Okudukça, yüce dağların üstünden aşan yolları öğrendim.
Kitap, en büyük hafıza kaynağıdır. Ne elektronik beyin, ne şu, ne bu kitabın yerini tutabilir. Hepimizin bir dünyası vardır, ama küçük, ama sınırlı. Çocukluğumu düşünüyorum. Gökyüzü, sanki çevremi kuşatan, saran dağların başıyla birleşir gibiydi. Küçük dünyamın belki mutlu, fakat bilgiden uzak bir insanıydım. Benim için dağların ötesi yoktu. Zamanımın çoğunu oyunlarla tüketiyordum. Oyun dünyamın çevresini sınırlayan, gökyüzüne ulaşan ulu dağlar, korkularımı ayaklandırıyordu. Başımı alıp dağların ardına gitmeye çekiniyordum.
Sonra kitapla, kitaplarımla yüz yüze geldim. Okumaya başladım. Okudukça da, küçük dünyama sığamaz oldum. Yüce dağların üstünden aşan yolları öğrendim. Dünyam genişledi, korkularım uçup gitti. Kitaplar, bana sevgiyi tattırdı. Bilgi sahibi olmanın yüceliğini anladım. Ulu dağları erittim, yollara düştüm.
Aklınıza ne gelirse, hemen her şeyi kitaplarda bulmak mümkün! Fakat bu nazlı, nadide çiçeklere karşı titiz olmak gerekirmiş. Bunu, geç anladım. Ben de, her şeyimle size benziyordum. İlk kitaplarımı karalar, orasını, burasını çizerdim. Bu konuşamayan arkadaşım, nasıl olsa beni, kimseye şikâyet etmez, bu yüzden de kulağım çekilmezdi. Bazılarını arkadaşlarıma verdim, geri alamadım. Bazılarını da çerezcilere sattım, külâh olmalarına katlandım. Fakat okudukça, uyandım.
Kitap, karalanmak için midir? Değil!
Kitap, çerezciye kilo kilo satılmalı mıdır? Hayır!
Kitap, vitrin süsü müdür? Hiç sanmam!
Bütün bunların dışında kitap, her şeydir... Dosttur, sırdaştır, kocaman bir dünyadır.
Bilseniz, ilk kitabım yayınlanıncaya kadar, ne sıkıntılara katlandım, neler çektim? Hani, dokuz doğurdum desem, inanın! Doğumu zor olan bebek, sevilmez mi?

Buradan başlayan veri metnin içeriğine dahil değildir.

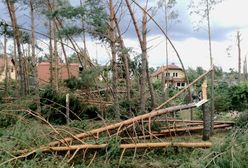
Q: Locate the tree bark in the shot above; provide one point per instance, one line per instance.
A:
(114, 64)
(66, 59)
(131, 146)
(125, 58)
(34, 60)
(51, 51)
(11, 10)
(144, 54)
(143, 61)
(213, 71)
(123, 123)
(6, 69)
(239, 56)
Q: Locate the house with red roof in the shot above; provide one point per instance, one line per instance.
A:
(172, 74)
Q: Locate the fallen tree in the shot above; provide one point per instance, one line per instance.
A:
(129, 146)
(118, 125)
(172, 131)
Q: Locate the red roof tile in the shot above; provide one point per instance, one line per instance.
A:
(164, 68)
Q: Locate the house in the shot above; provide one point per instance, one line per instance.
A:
(3, 67)
(173, 76)
(43, 70)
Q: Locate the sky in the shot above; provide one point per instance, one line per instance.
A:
(226, 19)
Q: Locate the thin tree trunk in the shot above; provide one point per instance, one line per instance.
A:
(16, 72)
(55, 56)
(245, 70)
(114, 65)
(66, 59)
(125, 58)
(143, 61)
(51, 53)
(11, 10)
(83, 26)
(239, 56)
(213, 71)
(36, 82)
(6, 69)
(144, 54)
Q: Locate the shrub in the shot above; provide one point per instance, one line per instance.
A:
(53, 107)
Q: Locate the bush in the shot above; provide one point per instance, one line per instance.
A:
(242, 121)
(232, 153)
(239, 97)
(53, 107)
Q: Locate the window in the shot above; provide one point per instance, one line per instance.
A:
(175, 74)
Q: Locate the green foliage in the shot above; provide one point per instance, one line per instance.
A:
(239, 96)
(242, 120)
(6, 120)
(87, 79)
(222, 97)
(231, 153)
(53, 107)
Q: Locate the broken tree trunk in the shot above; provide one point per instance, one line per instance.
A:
(123, 123)
(170, 132)
(128, 146)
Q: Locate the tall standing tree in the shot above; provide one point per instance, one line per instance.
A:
(245, 69)
(34, 58)
(203, 8)
(239, 56)
(142, 37)
(12, 13)
(169, 15)
(125, 57)
(112, 38)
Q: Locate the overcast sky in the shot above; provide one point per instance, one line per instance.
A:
(226, 19)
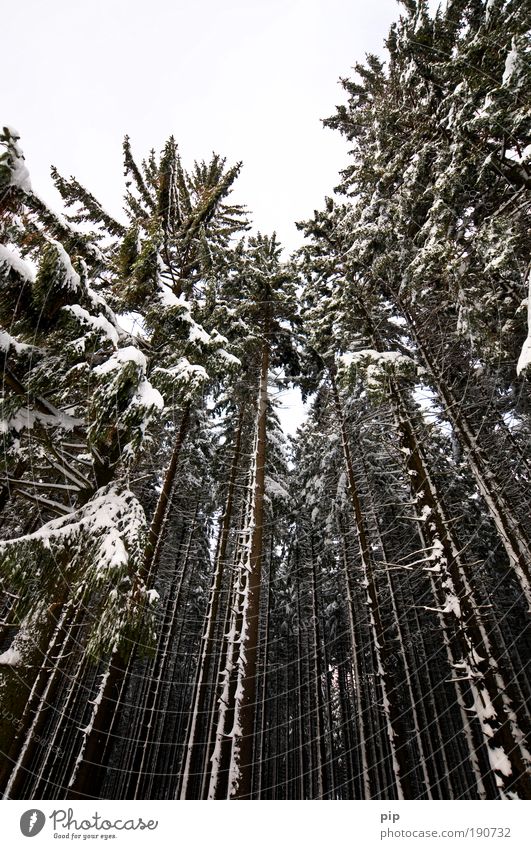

Çok defa büyüklerimiz yanılır. Kitaplara iyi, kötü, faydalı, zararlı diye bakarlar. Dünyanın en büyük yanlışı burada yatıyor. Bana göre kitabın iyisi, kötüsü yoktur. Okumak için kitabın kapağını şöyle bir açtığımızda, bütün yazılanların doğruluğuna kaptırırsak kendimizi, elbette bundan kötülük de görürüz, zarar da. Şunu demek istiyorum; kitabın esiri olduğumuz gün, bizim için her şey biter. Ama kitaba hakim olduğumuz gün, küçük dünyamız genişler, her şeyi daha iyi anlamaya başlarız. İyinin, kötünün, faydalının, zararlının sınırlarını öğrenir, seçme hakkımızı kullanır, kendimize uygun gelen yolda ilerleriz.
Bütün kitapları sevelim, onları koruyalım.
Kitapların en büyüğü Kur'an, "Oku!" sözüyle başlar, bunu asla unutmayalım!